Friday after Z was born, I did something to injure my neck that resulted in extremely painful headaches and very limited movement in my neck for almost a week. That slammed me into a major wall. The pain was getting worse instead of better. Thanks to a combination of prayer, time, good drugs, and a couple of chiropractor visits, that pain has gone away and my neck is back to normal.
Sometime in the midst of that neck pain, I realized that I could lift my knees up to my waist. This was monumental! I hadn't been able to get my feet more than an inch or two off the floor during the last month of pregnancy. I proudly walked into the living room where J was watching tv and announced, "Look what I can do!" as I high-kicked my way across the living room. Glorious freedom of movement! That silver lining in the thick of a black cloud was so satisfying and encouraging. It helped me hang on to hope that recovery wouldn't take too much longer.

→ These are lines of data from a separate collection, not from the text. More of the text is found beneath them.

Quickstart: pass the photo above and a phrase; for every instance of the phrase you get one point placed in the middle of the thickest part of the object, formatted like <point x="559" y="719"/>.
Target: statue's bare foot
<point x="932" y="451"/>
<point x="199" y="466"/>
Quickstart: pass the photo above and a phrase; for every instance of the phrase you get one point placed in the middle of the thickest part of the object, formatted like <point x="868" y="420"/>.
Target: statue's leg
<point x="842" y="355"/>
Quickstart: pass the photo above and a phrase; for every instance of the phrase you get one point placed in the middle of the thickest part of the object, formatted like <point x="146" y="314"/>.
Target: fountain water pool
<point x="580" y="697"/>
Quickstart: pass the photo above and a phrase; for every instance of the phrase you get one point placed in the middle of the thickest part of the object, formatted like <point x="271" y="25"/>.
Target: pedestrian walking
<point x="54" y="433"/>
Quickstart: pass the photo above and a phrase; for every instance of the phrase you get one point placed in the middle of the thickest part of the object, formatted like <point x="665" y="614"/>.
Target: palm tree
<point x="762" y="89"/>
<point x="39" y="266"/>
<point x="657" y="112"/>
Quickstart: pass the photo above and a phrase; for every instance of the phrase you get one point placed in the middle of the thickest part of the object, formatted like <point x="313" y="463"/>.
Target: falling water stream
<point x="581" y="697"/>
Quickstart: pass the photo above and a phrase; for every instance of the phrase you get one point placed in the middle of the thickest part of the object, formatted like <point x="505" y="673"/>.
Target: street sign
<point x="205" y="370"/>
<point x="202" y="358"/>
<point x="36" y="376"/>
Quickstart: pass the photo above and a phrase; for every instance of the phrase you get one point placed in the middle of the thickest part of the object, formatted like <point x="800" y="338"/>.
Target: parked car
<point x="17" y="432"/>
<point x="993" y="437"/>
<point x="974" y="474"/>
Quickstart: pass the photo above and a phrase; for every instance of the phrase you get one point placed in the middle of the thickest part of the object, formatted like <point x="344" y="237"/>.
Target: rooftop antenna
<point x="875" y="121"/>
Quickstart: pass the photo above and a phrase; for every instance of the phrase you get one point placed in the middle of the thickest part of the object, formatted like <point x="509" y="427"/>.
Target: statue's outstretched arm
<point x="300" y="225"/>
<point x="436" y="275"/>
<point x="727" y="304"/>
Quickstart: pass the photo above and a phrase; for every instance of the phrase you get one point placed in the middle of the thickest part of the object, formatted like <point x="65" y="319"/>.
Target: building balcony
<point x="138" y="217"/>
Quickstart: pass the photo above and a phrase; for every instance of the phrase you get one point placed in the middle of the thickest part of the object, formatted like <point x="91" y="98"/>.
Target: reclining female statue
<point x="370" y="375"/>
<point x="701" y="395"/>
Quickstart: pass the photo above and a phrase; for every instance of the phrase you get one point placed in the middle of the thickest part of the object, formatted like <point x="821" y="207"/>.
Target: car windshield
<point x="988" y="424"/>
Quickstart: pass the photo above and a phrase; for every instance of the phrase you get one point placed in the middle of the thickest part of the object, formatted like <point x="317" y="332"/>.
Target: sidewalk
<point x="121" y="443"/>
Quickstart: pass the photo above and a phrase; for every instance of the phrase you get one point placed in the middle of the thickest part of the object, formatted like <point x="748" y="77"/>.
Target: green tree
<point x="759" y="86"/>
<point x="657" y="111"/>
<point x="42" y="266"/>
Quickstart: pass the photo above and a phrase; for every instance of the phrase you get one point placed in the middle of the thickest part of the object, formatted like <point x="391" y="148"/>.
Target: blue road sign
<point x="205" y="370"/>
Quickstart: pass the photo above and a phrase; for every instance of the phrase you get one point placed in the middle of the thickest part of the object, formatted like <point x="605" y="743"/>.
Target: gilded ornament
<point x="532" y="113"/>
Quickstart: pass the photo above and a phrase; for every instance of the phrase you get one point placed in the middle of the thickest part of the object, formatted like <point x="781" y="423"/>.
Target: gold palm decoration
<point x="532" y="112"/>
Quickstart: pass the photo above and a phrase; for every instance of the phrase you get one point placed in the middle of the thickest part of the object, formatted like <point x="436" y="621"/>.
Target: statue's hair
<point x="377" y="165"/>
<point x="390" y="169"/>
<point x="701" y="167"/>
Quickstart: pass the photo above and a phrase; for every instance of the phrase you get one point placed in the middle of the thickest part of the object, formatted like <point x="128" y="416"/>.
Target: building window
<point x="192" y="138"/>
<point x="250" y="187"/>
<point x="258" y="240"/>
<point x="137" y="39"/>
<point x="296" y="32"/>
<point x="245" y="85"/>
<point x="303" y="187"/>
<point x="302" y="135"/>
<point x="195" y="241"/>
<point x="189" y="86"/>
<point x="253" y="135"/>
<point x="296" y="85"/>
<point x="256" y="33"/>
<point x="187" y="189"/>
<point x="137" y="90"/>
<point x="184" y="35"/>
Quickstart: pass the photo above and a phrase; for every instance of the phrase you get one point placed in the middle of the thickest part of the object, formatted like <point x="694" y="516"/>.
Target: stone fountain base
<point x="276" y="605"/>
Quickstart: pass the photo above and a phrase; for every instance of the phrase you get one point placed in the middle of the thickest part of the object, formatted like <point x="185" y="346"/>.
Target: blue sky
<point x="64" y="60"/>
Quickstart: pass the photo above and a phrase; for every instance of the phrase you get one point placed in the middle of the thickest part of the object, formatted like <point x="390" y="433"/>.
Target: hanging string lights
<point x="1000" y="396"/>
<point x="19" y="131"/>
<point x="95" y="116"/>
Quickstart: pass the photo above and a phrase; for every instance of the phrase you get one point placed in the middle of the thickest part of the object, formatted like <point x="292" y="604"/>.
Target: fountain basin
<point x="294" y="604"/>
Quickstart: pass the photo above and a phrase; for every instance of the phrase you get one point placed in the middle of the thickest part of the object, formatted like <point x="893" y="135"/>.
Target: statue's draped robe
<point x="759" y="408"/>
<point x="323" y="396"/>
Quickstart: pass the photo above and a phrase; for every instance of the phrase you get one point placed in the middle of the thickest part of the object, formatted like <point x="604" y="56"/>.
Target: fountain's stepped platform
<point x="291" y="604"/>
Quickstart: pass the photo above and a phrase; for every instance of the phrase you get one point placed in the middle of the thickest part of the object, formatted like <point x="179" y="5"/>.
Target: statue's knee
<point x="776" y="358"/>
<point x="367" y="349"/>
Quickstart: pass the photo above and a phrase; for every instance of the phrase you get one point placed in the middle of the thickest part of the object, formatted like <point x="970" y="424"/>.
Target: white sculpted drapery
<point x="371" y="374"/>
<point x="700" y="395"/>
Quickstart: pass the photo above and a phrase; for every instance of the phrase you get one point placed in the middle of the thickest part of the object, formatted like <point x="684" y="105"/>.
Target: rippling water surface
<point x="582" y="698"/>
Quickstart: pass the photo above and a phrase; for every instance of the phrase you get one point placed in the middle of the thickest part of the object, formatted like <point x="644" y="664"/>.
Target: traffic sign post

And it's not. I think I'm mostly back to my pre-pregnancy self. And that is a wonderful place to be!
1 comment:
She's not kidding about the whole "high-kicking" thing. She was soooo proud of herself. :)
And, might I add, I'm way proud of my awesome wife. Throughout her physical miseries, she managed to keep our family chugging along despite her ADD hubbie. I'm very blessed to have my best friend "back" up and running!